The UK is placing restrictions on gender transition for young people. American lawmakers are monitoring the situation.

Politicians in at least two states in the United States are using a recent ruling in England that limits gender transitions for minors as justification for their similar proposals.

Other countries, particularly in Europe, have already been looked to for policies and research concepts by those who’ve introduced or supported state-specific bills in the U.S. These lawmakers have referenced foreign research or policies to justify their efforts to restrict or eliminate access to transgender healthcare for minors in at least 23 states.

Yet leading health organizations in the United States and Europe continue to decisively endorse gender-affirming care for both transgender youths and adults.

Some people believe that limiting access to treatments like hormone therapy unfairly targets transgender teenagers, despite the fact that other young individuals could also find these treatments beneficial. Transgender activists and supporters view this as a deliberate effort to invalidate their identities, disguised as a concern for children.

Here are some insights and viewpoints about the varied collection of global health and public policies concerning gender-affirming care.

Through regulations implemented by its national healthcare system, England is restricting individuals under the age of 16 from undergoing a medical gender transition.

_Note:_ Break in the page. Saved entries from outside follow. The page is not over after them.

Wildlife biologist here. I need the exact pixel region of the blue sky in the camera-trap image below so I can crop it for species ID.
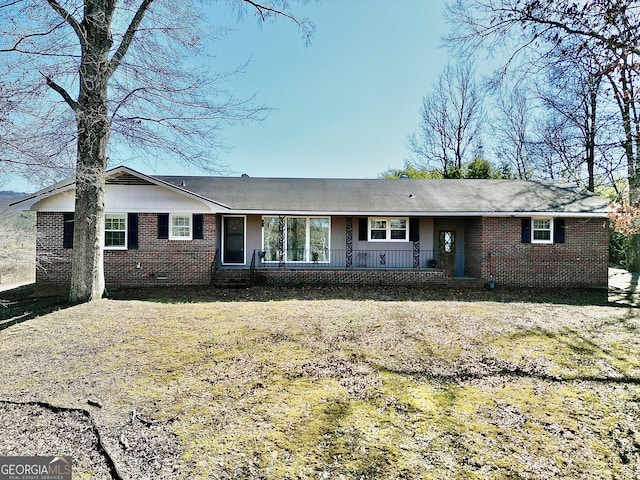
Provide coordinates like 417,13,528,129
2,0,447,190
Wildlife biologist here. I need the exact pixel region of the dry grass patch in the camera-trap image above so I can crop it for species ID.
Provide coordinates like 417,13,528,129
0,299,640,479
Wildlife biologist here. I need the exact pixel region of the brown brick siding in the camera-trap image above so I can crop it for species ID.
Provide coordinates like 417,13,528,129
36,212,609,288
478,218,609,287
256,268,452,285
36,212,216,286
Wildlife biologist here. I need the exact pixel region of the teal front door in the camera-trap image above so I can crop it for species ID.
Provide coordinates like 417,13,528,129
222,217,245,265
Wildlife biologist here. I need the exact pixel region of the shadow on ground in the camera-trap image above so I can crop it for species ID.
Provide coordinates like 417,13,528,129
0,284,69,330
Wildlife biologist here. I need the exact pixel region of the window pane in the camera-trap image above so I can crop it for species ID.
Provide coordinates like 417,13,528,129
533,230,551,240
104,213,127,247
262,217,280,262
287,217,307,262
104,232,125,247
533,219,551,230
309,218,329,262
171,215,191,238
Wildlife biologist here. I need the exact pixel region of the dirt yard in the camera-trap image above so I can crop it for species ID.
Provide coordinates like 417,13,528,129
0,287,640,480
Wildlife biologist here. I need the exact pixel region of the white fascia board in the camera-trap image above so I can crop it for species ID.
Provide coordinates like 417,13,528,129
228,209,608,218
12,167,229,213
107,166,229,213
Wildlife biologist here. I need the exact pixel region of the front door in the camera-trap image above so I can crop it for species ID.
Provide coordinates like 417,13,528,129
222,217,245,265
439,230,456,275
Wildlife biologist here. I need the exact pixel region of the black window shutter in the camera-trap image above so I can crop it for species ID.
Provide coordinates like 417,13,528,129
62,213,74,248
193,213,204,240
409,217,420,242
158,213,169,239
520,218,531,243
358,217,367,242
553,218,565,243
127,213,138,250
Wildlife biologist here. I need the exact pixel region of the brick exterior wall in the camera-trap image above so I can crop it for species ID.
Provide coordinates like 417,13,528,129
36,212,609,288
476,218,609,288
36,212,217,287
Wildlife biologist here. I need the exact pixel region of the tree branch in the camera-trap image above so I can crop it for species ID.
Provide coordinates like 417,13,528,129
108,0,154,76
40,72,78,112
47,0,85,44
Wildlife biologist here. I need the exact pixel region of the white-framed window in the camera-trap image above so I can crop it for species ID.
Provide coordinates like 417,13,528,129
169,213,193,240
104,213,127,250
262,217,331,263
531,217,553,243
369,217,409,242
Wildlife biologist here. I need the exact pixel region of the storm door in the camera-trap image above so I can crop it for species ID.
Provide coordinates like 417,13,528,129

The National Health Service England has officially established a policy that was first implemented temporarily nearly a year ago. This policy outlines a minimum age requirement for beginning puberty blockers and includes several other stipulations. According to NHS England, there is insufficient evidence regarding the long-term impacts of these blockers, such as their effects on sexual, cognitive, or overall developmental outcomes.

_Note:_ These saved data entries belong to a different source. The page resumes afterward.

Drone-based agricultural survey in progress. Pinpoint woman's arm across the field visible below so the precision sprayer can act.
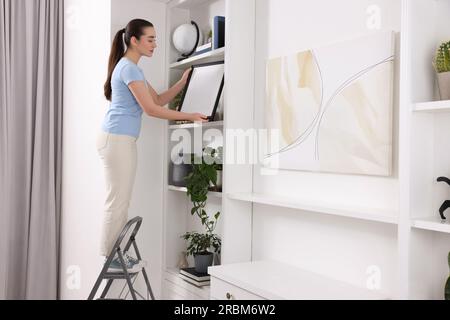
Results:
[128,81,207,122]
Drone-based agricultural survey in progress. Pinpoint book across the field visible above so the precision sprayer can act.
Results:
[180,273,211,287]
[212,16,225,50]
[180,268,211,281]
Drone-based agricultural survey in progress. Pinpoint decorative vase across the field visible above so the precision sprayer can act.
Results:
[194,252,214,273]
[177,251,189,269]
[445,252,450,300]
[437,71,450,100]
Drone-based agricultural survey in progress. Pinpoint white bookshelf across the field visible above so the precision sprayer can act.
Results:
[168,186,222,198]
[209,261,388,300]
[412,217,450,233]
[398,0,450,299]
[170,48,225,70]
[162,0,228,300]
[413,100,450,112]
[163,0,450,299]
[227,193,398,224]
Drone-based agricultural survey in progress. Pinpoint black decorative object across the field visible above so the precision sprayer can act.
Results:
[169,152,192,187]
[437,177,450,220]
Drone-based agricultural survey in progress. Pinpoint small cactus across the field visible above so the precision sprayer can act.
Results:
[445,252,450,300]
[433,41,450,73]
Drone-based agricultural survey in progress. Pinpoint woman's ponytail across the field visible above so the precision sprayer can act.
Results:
[105,19,153,101]
[105,29,125,101]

Beginning on April 1st, NHS England will no longer provide puberty blockers as a standard treatment option for children and teenagers who are seeking to transition genders. This decision also extends to Wales, where there are no NHS gender clinics for minors. Northern Ireland has announced its plan to follow England’s policy, while Scotland is currently considering its stance.

It is not a universal regulation, applicable nationwide. NHS England is only one healthcare provider in the country, although a significant one.

Adolescence inhibitors can be obtained for a fee at select private clinics. Those who are currently receiving them through NHS, which is less than 100 people in England, can still receive them. Individuals involved in clinical trials will also have access to the medication.

The Conservative government in Britain, which has expressed concerns about young people undergoing gender transitions, supported the decision by NHS England. However, a proposed law in Parliament that would ban the use of puberty blockers for those under 16 is not expected to pass.

Puberty blockers can be used for more than just gender transitions; they can also be a preliminary step in the process. They can delay the onset of puberty for individuals questioning their gender identity, giving them time to make informed decisions with their families and healthcare providers about options for longer-lasting changes.

Legislation and proposed state laws in the United States have frequently referenced scientific research and policies from European countries such as Finland, France, Sweden, Norway, and the United Kingdom when attempting to limit transgender health care.

Senator Beverly Gossage of Kansas referenced a recent policy change in England while discussing a bill to prohibit gender-affirming care for minors with her Republican colleagues.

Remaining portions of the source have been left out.